Ama önceki maddelerle ilişkili olarak devrimini arayan ve işçi sınıfına ait bağımsız programının peşindeki siyasi partilerin sayısı yüzyıl önce ile karşılaştırılamayacak kadar çok.

Gece gündüz demeden çalışan ve emekçi sınıfları örgütleyen bu siyasetler bugün dünyanın tek umudu olarak kendini gösteriyor.

Bunlardan birinin Türkiye’de olması bu coğrafyanın büyük bir şansı olarak gözüküyor.

f) Ya barbarlık ya sosyalizm!

Bu köşede zaman zaman ele aldığımız bir konu da sosyalist devrim dalgası yerine bu asalak ve ufuksuz bencillerin dünyayı büyük bir yıkıma götürme olasılığıydı.

Barbarlık lafını sevmiyoruz, çünkü antik Yunan ve Romalıların kendilerinden olmayan her halk için kullandığı bir kavramdı.

Eğer sosyalizm dalgası bu yüzyıla damgasını vuramazsa yıkımın sonucu dünyanın tekrar feodal geriliğe dönmesi olacak.

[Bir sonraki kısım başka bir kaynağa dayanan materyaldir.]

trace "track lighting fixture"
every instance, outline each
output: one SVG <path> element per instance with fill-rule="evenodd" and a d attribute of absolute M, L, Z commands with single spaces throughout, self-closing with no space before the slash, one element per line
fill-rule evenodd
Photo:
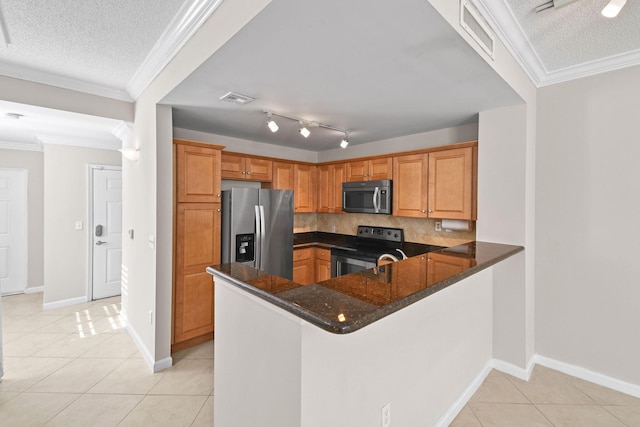
<path fill-rule="evenodd" d="M 347 148 L 348 145 L 349 145 L 349 134 L 345 133 L 344 138 L 342 138 L 342 141 L 340 141 L 340 148 Z"/>
<path fill-rule="evenodd" d="M 271 113 L 267 113 L 267 126 L 271 132 L 278 132 L 278 124 L 271 118 Z"/>
<path fill-rule="evenodd" d="M 305 138 L 309 138 L 309 135 L 311 135 L 311 131 L 305 127 L 302 121 L 299 122 L 299 125 L 300 125 L 300 135 L 304 136 Z"/>
<path fill-rule="evenodd" d="M 300 132 L 300 135 L 304 136 L 305 138 L 308 138 L 309 135 L 311 135 L 311 131 L 309 130 L 309 128 L 324 128 L 344 134 L 344 138 L 342 138 L 342 141 L 340 142 L 340 147 L 347 148 L 347 146 L 349 145 L 349 131 L 346 129 L 340 129 L 334 126 L 325 125 L 324 123 L 320 122 L 303 120 L 299 117 L 287 116 L 286 114 L 275 113 L 273 111 L 263 110 L 262 112 L 267 115 L 267 127 L 269 127 L 269 130 L 271 132 L 277 132 L 279 129 L 279 126 L 275 121 L 273 121 L 272 118 L 272 116 L 278 116 L 284 119 L 295 120 L 296 122 L 298 122 L 298 132 Z"/>
<path fill-rule="evenodd" d="M 611 0 L 604 9 L 602 9 L 602 16 L 615 18 L 626 3 L 627 0 Z"/>

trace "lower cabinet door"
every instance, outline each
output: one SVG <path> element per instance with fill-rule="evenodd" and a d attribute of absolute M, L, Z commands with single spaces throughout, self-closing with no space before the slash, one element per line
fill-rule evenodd
<path fill-rule="evenodd" d="M 219 203 L 177 205 L 173 344 L 213 333 L 213 278 L 205 270 L 220 263 L 220 212 Z"/>

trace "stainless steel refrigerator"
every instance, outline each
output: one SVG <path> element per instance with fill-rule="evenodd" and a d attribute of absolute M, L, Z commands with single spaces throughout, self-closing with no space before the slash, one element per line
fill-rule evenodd
<path fill-rule="evenodd" d="M 293 279 L 293 191 L 222 192 L 222 262 Z"/>

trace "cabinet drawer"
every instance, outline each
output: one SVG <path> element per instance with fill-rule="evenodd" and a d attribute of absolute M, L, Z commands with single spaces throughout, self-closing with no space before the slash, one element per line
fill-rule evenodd
<path fill-rule="evenodd" d="M 311 251 L 313 248 L 295 249 L 293 251 L 293 261 L 301 261 L 303 259 L 311 259 Z"/>
<path fill-rule="evenodd" d="M 327 248 L 316 248 L 316 259 L 331 261 L 331 250 Z"/>

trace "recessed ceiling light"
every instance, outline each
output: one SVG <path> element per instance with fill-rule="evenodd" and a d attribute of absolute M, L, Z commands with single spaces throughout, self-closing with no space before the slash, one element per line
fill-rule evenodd
<path fill-rule="evenodd" d="M 255 101 L 255 98 L 251 98 L 247 95 L 241 95 L 236 92 L 228 92 L 227 94 L 220 97 L 220 101 L 227 101 L 234 104 L 245 105 L 250 103 L 251 101 Z"/>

Sanayin ve ticaretin seyreldiği, toprak sahiplerine kulluk yapılan bir kölelik rejimi.

Oysa insanlığı sosyalizmin bayrağı altında olağanüstü heyecanlı bir atılım bekliyor.

Eşitliğin ve aydınlanmanın sağlanması, insanlığın geçen yüzyıl başlayan uzay yolculuğunda yepyeni olanakların elde edilmesi, yeni enerji biçimlerinin keşfi, iklim krizinin aşılması, yapay zekânın insana yabancılaşmadan kullanılması vb.

Önümüzde sadece bir seçim yok, insanlığın geleceği söz konusu.

Oylar ve toplumsal enerjimiz bu geleceği kuracak olanlara.

Emekçileri beş yılda bir sömürücülerden birine oy veren pasif varlıklar olarak görenlere değil onları tarihin yapıcısı olarak örgütleyenlere.